7 thoughts on “The cost of racism, part 2(a)

  1. Heh. I wonder if he thought that Asians don’t have jumper cables, or if he thought that Asians don’t speak English and so he wouldn’t be able to communicate.

    I like this sub-series. I look forward to 2(b).

  2. I… am finding this series of entries extremely compelling. I don’t actually live these experiences; I just know theoretical and statistical stuff. The little vignettes like this are profoundly sad, but I appreciate the opportunity to read them.

    Thanks.

  3. Restructure! and Cobalt, the sad thing is that I could probably write through (z).

    It struck me as funny and ironic and sad that this white guy had what everybody with car trouble wishes for: a bunch of people nearby with cars.

  4. Hmm, I wonder if this counts as one.

    I was in an explicitly feminist and anti-racist space offline, and the only white woman in our otherwise WOC group ‘introduces’ us to a less-known type of ‘white people’ food, such that knowing about and consuming the food gives Stuff-White-People-Like white people higher status/cultural capital. Instead of responding, “Oh, I haven’t heard of that. Please tell me more about it,” I told her that it was one of my favourites, and gave her a recommendation about trying another (arguably upgraded) version of the food.

    Unable to comprehend the possibility that she was not the expert in the group about that food, she repeated the name of the food (incorrectly) and asked if I was talking about the same thing. I said yes, and explained in a different way about how the upgraded version is better.

    I was more aware my own hurt and about how she judged me based on my race, but I guess she also got one-upped.

  5. I just want to second how much I am loving this series of posts on the cost of racism.
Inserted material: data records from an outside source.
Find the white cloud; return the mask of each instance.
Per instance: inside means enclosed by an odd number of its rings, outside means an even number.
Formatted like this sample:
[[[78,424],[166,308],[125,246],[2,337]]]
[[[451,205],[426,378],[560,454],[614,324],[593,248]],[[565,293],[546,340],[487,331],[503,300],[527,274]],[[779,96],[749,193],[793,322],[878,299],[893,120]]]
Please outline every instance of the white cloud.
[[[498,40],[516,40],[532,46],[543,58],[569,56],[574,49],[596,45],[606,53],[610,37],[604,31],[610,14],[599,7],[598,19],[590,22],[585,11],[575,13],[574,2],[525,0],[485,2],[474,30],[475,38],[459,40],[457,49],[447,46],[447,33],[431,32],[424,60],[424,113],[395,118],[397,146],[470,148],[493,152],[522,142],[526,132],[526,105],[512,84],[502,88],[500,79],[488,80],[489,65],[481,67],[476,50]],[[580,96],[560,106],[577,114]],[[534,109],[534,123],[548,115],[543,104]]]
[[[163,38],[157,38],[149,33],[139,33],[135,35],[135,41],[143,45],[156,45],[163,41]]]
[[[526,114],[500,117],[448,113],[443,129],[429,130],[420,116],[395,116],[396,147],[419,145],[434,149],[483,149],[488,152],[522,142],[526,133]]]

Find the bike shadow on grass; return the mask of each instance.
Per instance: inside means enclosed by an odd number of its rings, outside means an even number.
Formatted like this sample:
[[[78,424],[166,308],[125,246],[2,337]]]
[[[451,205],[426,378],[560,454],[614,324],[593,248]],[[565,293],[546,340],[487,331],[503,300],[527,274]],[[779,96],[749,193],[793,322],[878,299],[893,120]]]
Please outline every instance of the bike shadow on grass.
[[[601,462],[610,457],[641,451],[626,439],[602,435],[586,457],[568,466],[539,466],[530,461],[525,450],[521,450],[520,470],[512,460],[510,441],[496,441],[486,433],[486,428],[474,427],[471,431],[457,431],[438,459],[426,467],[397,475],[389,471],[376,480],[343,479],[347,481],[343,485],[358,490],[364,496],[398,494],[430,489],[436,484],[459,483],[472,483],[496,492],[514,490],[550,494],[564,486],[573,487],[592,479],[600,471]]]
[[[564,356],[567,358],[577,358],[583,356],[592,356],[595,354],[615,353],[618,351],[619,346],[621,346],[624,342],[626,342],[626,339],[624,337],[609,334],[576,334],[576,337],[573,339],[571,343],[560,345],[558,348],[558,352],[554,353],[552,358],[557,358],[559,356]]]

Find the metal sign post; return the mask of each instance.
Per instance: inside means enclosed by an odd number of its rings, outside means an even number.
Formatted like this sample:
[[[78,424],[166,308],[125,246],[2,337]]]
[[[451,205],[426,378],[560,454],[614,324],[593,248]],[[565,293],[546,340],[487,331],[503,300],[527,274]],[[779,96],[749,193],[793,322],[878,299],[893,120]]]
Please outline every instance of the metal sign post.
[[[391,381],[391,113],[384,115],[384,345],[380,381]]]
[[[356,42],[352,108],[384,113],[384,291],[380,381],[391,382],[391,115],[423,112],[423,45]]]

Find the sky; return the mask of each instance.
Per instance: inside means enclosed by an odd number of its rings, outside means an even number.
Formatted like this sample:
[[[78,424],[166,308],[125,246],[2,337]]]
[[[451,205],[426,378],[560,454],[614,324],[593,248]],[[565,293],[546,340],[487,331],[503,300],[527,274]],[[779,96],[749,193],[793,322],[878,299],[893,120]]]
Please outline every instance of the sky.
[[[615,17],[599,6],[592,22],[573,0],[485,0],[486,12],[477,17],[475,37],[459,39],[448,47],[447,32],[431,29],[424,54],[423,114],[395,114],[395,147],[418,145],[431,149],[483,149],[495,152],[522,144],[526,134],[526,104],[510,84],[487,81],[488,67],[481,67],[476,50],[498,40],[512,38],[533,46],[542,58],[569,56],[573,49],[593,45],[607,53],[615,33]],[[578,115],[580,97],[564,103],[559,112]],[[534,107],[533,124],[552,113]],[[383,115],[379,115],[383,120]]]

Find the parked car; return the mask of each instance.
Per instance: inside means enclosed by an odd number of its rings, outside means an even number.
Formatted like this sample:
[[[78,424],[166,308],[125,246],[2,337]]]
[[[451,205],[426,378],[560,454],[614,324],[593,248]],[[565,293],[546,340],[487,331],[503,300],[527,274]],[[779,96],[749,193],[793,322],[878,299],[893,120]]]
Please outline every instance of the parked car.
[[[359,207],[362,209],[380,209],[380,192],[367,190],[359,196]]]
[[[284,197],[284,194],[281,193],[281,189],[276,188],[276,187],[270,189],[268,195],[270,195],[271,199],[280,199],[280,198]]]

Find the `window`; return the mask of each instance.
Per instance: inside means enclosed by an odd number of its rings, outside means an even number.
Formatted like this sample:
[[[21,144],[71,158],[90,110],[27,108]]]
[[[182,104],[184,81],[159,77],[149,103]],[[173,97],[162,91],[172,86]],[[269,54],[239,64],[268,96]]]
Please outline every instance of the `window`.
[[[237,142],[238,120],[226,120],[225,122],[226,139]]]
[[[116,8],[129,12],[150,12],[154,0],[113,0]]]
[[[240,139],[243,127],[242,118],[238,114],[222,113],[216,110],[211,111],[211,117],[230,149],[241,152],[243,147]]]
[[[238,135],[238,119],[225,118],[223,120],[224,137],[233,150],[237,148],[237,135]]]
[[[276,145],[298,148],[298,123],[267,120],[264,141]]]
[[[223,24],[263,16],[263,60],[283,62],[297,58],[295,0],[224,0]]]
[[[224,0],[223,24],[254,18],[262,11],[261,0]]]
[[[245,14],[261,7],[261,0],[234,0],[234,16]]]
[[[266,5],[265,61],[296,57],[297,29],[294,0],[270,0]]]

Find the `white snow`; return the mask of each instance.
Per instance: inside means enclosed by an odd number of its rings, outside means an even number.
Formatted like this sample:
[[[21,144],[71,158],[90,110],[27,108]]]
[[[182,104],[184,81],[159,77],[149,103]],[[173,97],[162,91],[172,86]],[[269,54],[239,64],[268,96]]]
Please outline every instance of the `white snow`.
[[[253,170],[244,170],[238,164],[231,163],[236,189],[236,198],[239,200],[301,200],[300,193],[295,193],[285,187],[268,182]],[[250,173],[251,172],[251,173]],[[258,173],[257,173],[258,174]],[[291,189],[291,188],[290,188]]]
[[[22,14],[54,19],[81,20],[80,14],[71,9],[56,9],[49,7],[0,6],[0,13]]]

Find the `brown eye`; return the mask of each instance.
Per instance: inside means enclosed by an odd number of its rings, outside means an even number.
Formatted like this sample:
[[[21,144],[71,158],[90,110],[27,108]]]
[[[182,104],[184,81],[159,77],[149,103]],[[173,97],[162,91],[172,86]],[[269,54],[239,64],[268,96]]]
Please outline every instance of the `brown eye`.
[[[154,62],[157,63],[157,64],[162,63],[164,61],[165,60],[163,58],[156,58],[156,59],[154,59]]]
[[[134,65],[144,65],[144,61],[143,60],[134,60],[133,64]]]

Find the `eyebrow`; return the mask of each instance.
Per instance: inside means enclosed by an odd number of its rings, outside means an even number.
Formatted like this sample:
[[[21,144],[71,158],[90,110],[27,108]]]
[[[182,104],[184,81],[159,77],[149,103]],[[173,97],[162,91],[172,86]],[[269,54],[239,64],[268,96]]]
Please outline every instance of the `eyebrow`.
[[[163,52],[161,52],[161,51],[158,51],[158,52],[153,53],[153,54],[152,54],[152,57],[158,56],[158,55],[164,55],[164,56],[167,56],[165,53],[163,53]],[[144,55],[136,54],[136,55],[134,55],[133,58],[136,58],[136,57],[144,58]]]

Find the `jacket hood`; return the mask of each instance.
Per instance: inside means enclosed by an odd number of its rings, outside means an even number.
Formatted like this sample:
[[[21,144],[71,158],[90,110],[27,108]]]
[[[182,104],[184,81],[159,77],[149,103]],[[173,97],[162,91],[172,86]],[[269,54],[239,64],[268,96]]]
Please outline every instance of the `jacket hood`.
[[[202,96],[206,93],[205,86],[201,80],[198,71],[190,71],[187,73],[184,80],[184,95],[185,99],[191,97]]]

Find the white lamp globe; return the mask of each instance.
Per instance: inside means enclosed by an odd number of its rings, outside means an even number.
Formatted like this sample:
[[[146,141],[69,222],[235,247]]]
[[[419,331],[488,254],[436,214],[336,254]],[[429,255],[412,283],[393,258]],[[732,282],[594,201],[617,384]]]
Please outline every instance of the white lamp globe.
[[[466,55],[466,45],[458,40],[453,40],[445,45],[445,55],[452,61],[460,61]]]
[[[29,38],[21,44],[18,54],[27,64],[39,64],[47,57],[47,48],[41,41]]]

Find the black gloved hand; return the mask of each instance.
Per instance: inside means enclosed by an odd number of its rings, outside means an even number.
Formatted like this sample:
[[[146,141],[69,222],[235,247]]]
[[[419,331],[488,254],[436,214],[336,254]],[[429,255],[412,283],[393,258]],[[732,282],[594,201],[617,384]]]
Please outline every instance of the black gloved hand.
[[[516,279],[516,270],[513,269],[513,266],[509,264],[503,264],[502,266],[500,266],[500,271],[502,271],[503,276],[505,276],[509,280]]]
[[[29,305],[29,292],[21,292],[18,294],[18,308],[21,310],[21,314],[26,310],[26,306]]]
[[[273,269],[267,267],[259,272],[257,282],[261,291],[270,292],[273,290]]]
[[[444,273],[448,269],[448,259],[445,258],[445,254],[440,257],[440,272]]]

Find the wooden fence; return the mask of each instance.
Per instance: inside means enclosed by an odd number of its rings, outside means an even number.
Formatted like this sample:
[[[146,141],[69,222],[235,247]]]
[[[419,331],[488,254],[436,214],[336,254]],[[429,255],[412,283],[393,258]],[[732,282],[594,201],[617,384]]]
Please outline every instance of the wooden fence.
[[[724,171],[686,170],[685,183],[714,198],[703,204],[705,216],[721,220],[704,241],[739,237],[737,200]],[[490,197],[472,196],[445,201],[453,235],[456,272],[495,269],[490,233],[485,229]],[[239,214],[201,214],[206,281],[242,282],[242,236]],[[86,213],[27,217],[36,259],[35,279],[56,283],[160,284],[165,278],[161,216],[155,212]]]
I’ve read the first one a few times already, and I’m going to forward these to some of my friends (white and POC alike). Keep ’em coming.

  6. Add me to the list of people interested in hearing more of these types of musings. Because this is the kind of thing that simply does not happen to me. If I were considering whether to approach this man with an offer to help, I would be thinking of my own safetly as a small white woman; not wondering whether I could be harmed because *I* would be perceived as a threat.